Xu’s extensive letter disparages the Belt and Road Initiative (BRI), Xi’s attempts to colonize the South China Sea, the response to the coronavirus outbreak, and essentially every aspect of Xi’s rule. It is laden with personal insults, referring to Xi as stupid, unconfident, and generally embarrassing to the Chinese people:
You have amassed dictatorial powers, and through your policies you have increasingly distorted the market. Now, the nation’s economy is trending downwards. You call this a revival? You have also espoused building a “beautiful China.” But that’s all just put out there for show; what about the deeply held aspirations people have to enjoy true equality, justice, freedom, and happiness? You tout things like the “Four Self-Confidences,” the “Eight Clarifications” and the “Fourteen Perseveres.” Sure, you’ve got a grab-bag of such slogans, but no one has a clue what any of them really means.
…
You’re not Putin, or Modi, and you’re certainly not Trump. You flirt with Cultural Revolution fanaticism, but you are no true-believing Leftist; you lurch towards bellicose nationalism, but you’re no hawk, either. You’re a big nothing.
…
Official documents pile up like mountains on your desk and you are drowning in an endless sea of meetings. You don’t even have time to read everything that’s put in front of you, so how can you possibly stand above the fray and have the kind of perspective that’s necessary to run a country like China? Fiscal management and the economy—you’re in charge of all of that as well! What’s the premier of the State Council [Li Keqiang] supposed to do? Do you have any particular expertise in economic matters? If not, then hand the responsibility to someone who does. Any political leader worth their salt would know to do that.

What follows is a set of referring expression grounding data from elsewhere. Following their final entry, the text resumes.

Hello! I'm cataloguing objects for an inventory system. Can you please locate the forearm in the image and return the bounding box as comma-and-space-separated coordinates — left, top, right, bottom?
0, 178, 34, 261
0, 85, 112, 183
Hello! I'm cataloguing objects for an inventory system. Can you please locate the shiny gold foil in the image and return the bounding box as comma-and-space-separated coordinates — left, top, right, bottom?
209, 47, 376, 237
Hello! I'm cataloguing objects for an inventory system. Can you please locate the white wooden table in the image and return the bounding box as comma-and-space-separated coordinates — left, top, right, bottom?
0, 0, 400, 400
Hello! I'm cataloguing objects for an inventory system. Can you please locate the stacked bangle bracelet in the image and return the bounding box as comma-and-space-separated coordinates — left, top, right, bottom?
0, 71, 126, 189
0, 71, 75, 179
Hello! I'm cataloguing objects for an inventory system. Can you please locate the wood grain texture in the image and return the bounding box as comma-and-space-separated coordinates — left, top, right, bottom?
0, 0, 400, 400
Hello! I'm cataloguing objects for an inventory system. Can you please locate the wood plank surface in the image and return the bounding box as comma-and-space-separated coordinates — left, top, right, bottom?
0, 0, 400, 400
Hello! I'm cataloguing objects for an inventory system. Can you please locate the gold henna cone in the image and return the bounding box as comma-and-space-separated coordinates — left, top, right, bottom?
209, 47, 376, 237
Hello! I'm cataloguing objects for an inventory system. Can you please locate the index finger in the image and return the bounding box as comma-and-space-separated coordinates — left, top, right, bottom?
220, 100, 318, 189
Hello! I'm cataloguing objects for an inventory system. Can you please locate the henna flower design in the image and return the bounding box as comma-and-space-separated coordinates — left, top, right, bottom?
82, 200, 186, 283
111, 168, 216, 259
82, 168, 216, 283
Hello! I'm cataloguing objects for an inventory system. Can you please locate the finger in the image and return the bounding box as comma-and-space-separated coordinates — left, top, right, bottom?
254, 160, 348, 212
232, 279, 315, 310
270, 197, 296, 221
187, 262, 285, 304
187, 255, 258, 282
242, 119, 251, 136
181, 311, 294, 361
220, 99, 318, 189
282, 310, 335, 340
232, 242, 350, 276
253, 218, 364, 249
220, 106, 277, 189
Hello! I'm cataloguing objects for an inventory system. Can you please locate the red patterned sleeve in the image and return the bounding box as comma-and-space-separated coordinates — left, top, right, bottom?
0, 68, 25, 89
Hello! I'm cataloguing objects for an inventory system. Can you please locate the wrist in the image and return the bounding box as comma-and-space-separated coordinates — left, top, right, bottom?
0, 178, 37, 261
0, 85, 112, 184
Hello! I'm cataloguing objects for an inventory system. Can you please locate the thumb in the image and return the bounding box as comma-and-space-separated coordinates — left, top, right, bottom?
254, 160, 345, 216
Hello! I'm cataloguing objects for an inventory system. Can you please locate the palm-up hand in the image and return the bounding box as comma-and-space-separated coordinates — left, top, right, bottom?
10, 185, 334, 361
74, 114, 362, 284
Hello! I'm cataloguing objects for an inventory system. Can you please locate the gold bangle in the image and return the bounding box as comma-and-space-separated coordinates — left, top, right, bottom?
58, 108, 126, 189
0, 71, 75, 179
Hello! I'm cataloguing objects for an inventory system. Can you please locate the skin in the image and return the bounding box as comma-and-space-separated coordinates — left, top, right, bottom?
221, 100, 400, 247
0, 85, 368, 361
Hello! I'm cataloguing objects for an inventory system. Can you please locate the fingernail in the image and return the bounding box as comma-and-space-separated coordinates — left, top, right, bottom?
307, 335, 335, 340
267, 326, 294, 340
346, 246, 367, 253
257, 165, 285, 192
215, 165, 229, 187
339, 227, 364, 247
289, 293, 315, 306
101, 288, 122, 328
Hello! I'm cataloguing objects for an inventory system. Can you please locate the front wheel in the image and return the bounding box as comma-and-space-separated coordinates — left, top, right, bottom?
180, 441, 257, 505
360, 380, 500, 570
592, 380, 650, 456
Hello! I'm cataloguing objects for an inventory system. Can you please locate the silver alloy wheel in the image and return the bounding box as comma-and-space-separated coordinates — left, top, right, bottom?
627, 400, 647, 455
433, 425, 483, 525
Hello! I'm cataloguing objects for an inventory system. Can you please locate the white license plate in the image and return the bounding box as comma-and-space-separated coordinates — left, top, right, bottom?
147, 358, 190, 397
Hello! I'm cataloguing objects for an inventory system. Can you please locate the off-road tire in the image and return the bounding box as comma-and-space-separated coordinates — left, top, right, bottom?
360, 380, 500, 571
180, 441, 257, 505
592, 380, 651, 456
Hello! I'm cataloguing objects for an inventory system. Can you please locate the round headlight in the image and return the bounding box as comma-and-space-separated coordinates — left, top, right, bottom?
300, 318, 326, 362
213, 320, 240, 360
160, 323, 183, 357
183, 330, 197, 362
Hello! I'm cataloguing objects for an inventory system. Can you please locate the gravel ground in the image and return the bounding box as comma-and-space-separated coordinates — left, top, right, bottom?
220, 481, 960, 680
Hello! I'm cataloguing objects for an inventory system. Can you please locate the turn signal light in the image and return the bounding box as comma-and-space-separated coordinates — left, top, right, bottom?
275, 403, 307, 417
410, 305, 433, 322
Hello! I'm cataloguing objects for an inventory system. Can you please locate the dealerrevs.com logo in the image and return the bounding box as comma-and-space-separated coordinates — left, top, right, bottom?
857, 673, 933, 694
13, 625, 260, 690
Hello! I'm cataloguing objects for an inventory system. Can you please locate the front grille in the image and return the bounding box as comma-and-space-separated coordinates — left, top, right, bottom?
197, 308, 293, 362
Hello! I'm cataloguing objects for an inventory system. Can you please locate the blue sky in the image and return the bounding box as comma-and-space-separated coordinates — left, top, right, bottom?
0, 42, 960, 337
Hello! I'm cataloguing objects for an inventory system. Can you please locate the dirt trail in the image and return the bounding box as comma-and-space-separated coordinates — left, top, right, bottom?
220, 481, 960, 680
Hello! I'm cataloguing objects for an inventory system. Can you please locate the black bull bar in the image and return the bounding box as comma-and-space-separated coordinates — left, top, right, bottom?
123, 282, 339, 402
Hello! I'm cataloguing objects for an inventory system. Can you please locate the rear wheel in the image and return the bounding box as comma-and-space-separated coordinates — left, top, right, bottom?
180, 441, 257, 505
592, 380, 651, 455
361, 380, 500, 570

On the coronavirus outbreak, Xu accuses Xi of having a “basic ignorance of how a modern society actually works” that resulted in a “chaotic” and failed response in Wuhan.
“The practical measures taken should have been precise and involved targeted quarantines. Instead, you decided to go the whole hog and, with the stroke of a pen, you put over nine million people in lockdown,” Xu wrote. “When this masterstroke was announced, there was already a serious shortage of medical supplies and hospitals in Wuhan were full to capacity. As a result, large numbers of infected individuals could not be properly tested, let alone quarantined and treated.”
“You’re no politician. You’re far inferior to Deng Xiaoping. You have proved that you lack the most rudimentary competences. Yet you remain perversely unaware of your limitations; you actually think you are more formidable than Deng ever was and you have the hubris to presume that you are on par with Mao Zedong,” he continued. “Furthermore … you have an embarrassing penchant for making erudite references and quoting classical texts. … One presumes that in your youth you never thought you’d get this far, and your evident inferiority complex certainly does betray you, though nowadays you’ve changed a lot.”
Xu has been far from the last person to condemn Xi for allowing the coronavirus outbreak to infect tens of thousands of people and putting the global population in danger. In the early days of the outbreak in January, Wuhan police detained eight people for allegedly spreading “rumors” on social media. Most were health professionals sharing tips for how to prevent the virus from spreading or alerting to the spread of an unidentified contagious disease. One of those health professionals, Dr. Li Wenliang, died in February after contracting the Wuhan virus himself, prompting a wave of outrage at Chinese authorities for detaining and humiliating him during his last days.